Make no mistake about it, Safeway is financially healthy and continues to make good profits. It is not like Kwik Save, which was slipping into the sea before it merged with Somerfield. Even so, the City is convinced Safeway is set on a path of long, slow decline. In the absence of bid hopes, there would be little support for the shares.

So what's going to happen? Even if top executives could agree on a division of top posts, a straight merger with Asda or either of the big two would almost certainly be barred by the competition authorities. But since when did the Office of Fair Trading get in between an investment banker and his fee? There are plenty of ways to skin a cat. Certainly the City is busy dreaming them up. Since the collapse last September of merger talks between Safeway and Asda, there have been talks between Asda and Sainsbury about a joint bid. This would have seen the two divide up Safeway's stores in a way which would avoid the kind of local monopoly problem that would occur if one or other subsumed Safeway in its entirety. These talks too foundered some little while back.

So what about plan C? This would have a property company make the bid and then sell off the stores piecemeal; 40 to Asda, 60 to Sainsbury, 30 to Somerfield, and so on. The man City insiders believe daring and ambitious enough to attempt this would be John Ritblat of British Land. He knows as much as there is to know about the buying, selling and renting of retail property. He recently signed a near pounds 1bn sale and leaseback transaction with Great Universal Stores. But could he pull off such an audacious plan?
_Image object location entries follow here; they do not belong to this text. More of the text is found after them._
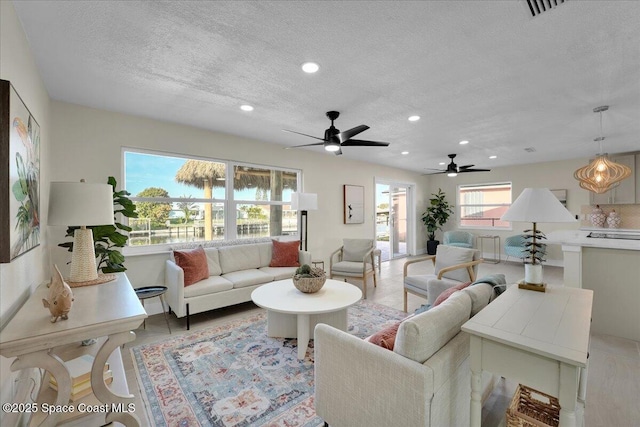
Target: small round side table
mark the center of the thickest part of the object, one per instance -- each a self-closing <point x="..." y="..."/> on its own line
<point x="147" y="292"/>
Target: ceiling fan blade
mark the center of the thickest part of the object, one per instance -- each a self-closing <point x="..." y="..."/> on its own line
<point x="348" y="134"/>
<point x="304" y="145"/>
<point x="304" y="134"/>
<point x="474" y="170"/>
<point x="363" y="143"/>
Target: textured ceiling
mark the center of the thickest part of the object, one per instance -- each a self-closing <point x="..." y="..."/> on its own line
<point x="484" y="71"/>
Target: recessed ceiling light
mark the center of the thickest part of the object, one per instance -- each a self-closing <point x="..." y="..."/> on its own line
<point x="310" y="67"/>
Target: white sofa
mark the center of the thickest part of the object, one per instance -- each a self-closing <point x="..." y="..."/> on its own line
<point x="423" y="381"/>
<point x="234" y="272"/>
I want to stress again that Safeway is not in any way sick. Indeed there are definite signs of a slight spring in the step right now. But by the same token there appears to be no big idea, nothing that distinguishes and differentiates it from its main competitors, and in these circumstances it is hard to see how the company can adequately challenge the competitive pressures described earlier. So once again, what's the end game?

I've got a special interest in this question because I feel that somehow I was in at the start of this enterprise. One of my first jobs as a financial journalist was to go to a results presentation for Alpine double glazing. I don't know what became of that company, but at the time it was part of the galaxy of businesses and investments that surrounded Jimmy Gulliver and his associates, of whom the most important were Alistair Grant, David Webster and their ever-faithful investment banking hound, Angus Grossart. Set against some of the fusty old types who ran British publicly quoted companies in those days, they were like a breath of fresh air - switched on, accessible and with a can-do mentality that made you know they were going places.
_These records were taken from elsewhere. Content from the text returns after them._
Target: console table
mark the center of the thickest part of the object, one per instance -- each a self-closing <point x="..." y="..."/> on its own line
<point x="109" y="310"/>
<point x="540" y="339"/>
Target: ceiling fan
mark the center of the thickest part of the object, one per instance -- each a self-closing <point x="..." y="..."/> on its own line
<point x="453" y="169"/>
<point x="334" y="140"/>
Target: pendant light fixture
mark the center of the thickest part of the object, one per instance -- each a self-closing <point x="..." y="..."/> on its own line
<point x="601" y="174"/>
Their other big interest was Argyll (named after Mr Gulliver's county of birth), which they were building through a hectic series of takeovers into a substantial company. Within five years, Argyll had established enough of a presence and investment following to be able to mount a pounds 2.3bn bid for Distillers. I can still recall the circular with which they launched their assault. It was a vicious, utterly damning and unforgiving attack on the management record and performance of this sprawling scotch whisky combine. It destroyed John Connell, Distillers' gentlemanly chairman. He said of it; "Maybe I was naive, I didn't realise people would ever say things like that about their rivals in public."
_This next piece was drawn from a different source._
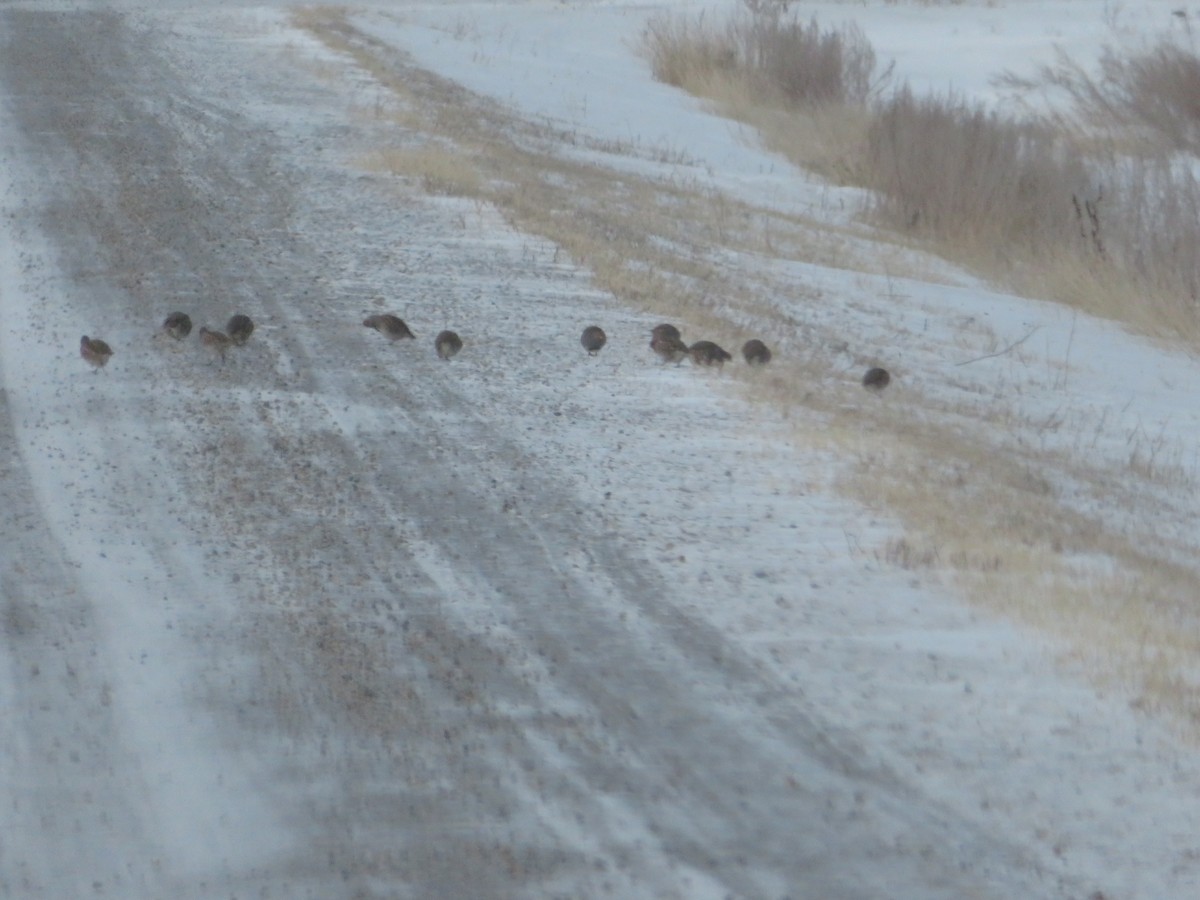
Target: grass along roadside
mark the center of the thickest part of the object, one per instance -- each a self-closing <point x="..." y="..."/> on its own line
<point x="1059" y="207"/>
<point x="976" y="508"/>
In the end, Argyll was cheated out of the Distillers bid prize by Ernest Saunders at Guinness. Jimmy Gulliver was among the many casualties of that great takeover battle. His colleagues held him partially responsible, I think probably unfairly, for the failure of their bid and after a suitable period he was required to leave the group. Alistair Grant and David Webster turned their attention instead to the acquisition of the British end of Safeway from its American parent. Until Asda overtook them a few years back, the City had only praise for the way they handled this business. Such are the vicissitudes of corporate life. With the vultures now hovering, David Webster and his team find themselves in a boat not dissimilar to John Connell and his golfing partners at Distillers in the mid 1980s. I'd like to believe Safeway has a cracking future ahead of it, but whatever happens, it seems unlikely it will be under this management.